NICER / ISS Science Nugget
for December 2, 2021
Swapping Charge with the Sun
How can comets - cold, icy objects left over from the formation of our Solar System - produce up to a gigawatt of luminosity in X-ray light that is typically produced by gas with a temperature of millions of degrees? When heated by the Sun, comets form large, unbound atmospheres that consist mostly of H2O, CO2, and CO. Comets emit X-rays because highly charged ions in the solar wind capture one or more electrons from the atmosphere's neutral gas molecules when they collide. This process is known as charge exchange. These ions, such as O7+ and C6+, are stripped of all or most of their electrons, and they typically capture electrons into a highly excited quantum state. When the ions relax, they emit X-ray photons. Charge-exchange emission occurs anywhere an ionized plasma encounters a cold, neutral gas; it has been observed in planetary atmospheres, the geocorona, supernova remnants, and star-forming regions.
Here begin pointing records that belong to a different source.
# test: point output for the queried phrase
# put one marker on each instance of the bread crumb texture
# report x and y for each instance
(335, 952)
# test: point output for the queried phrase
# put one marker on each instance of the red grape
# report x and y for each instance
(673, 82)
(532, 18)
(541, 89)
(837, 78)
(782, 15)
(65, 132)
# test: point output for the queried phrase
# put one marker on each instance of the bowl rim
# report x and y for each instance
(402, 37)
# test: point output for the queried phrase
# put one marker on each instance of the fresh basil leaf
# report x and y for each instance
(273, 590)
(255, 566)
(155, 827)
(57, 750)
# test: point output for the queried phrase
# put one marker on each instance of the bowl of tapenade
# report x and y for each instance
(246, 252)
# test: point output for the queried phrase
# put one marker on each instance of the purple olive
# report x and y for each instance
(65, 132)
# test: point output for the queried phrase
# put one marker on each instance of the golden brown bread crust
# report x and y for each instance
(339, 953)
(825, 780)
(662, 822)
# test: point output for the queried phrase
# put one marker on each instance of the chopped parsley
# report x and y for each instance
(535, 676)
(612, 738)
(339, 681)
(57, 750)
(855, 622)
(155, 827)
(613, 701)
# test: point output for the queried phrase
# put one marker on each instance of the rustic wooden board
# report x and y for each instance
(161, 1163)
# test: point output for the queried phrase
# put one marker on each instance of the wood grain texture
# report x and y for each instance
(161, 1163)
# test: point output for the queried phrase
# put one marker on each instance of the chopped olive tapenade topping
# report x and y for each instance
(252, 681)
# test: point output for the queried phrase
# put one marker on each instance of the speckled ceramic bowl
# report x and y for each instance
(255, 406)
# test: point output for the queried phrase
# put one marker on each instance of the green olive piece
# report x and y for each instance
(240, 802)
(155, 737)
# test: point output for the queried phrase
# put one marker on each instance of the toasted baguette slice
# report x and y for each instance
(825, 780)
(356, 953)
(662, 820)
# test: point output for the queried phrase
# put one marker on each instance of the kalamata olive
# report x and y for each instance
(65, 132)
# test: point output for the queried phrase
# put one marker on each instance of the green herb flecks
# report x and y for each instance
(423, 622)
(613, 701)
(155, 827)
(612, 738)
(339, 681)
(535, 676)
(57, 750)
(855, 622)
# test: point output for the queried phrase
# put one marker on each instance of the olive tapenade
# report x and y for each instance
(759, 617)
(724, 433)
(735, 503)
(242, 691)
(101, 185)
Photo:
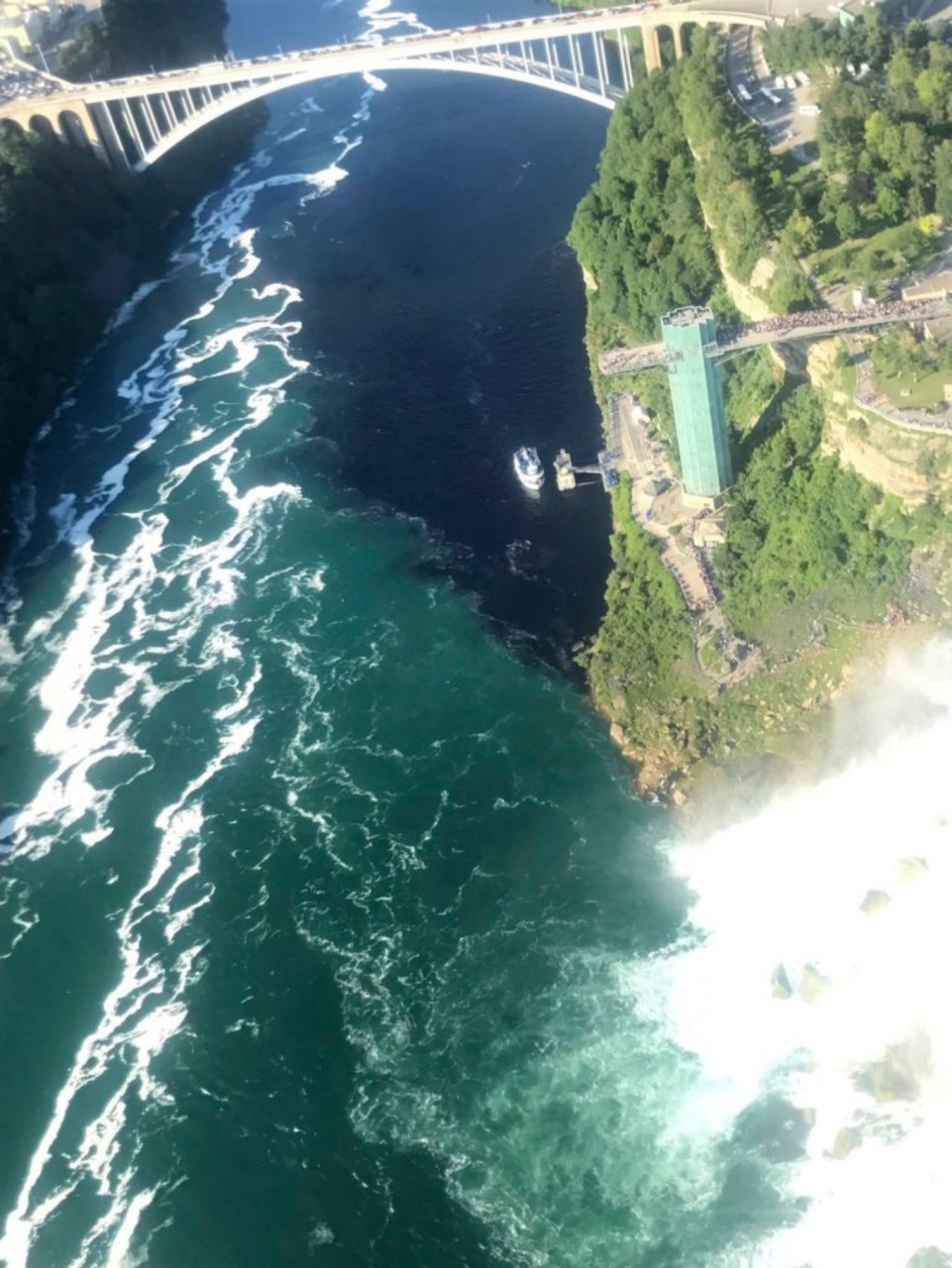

Charge-exchange emission is highly diagnostic of the plasma conditions at the comet, such as the velocity and ion composition of the solar wind and the chemical composition of the comet's neutral gas. Comets provide a unique environment that cannot be replicated in the lab; therefore, comets provide natural laboratories to study atomic and molecular physics. A research team led by Dr. D. Bodewits (Auburn University) is using NICER to study the interactions between comets and the solar wind. NICER is currently observing an exciting object: comet 67P/Churyumov-Gerasimenko (67P for short), which was the target of ESA's Rosetta mission. Rosetta carried an extensive suite of instruments (including plasma diagnostics capability) to 67P, orbited the comet for two years, and dropped a lander on its surface. At the time, the comet was poorly visible from Earth, but is now relatively nearby (~60 million km). NICER observations are providing global context to the local measurements conducted by Rosetta, revealing how comets respond to time-variable solar-wind conditions (flares, shocks, coronal mass ejections), and investigating the source of some surprising emission features at X-ray energies higher than those expected from the solar-wind charge-exchange process.
Figure: The X-ray spectrum of Comet 67P obtained by NICER clearly shows emission features consistent with charge exchange. The measurement (red) significantly exceeds the modeled background (green). Emission lines visible in the spectrum correspond to ionized carbon and nitrogen around 375 eV and oxygen between 570-590 eV. NICER observations enable us to compare, for the first time, in-situ measurements of a cometary plasma environment with remote X-ray observations of the global cometÐsolar-wind interaction.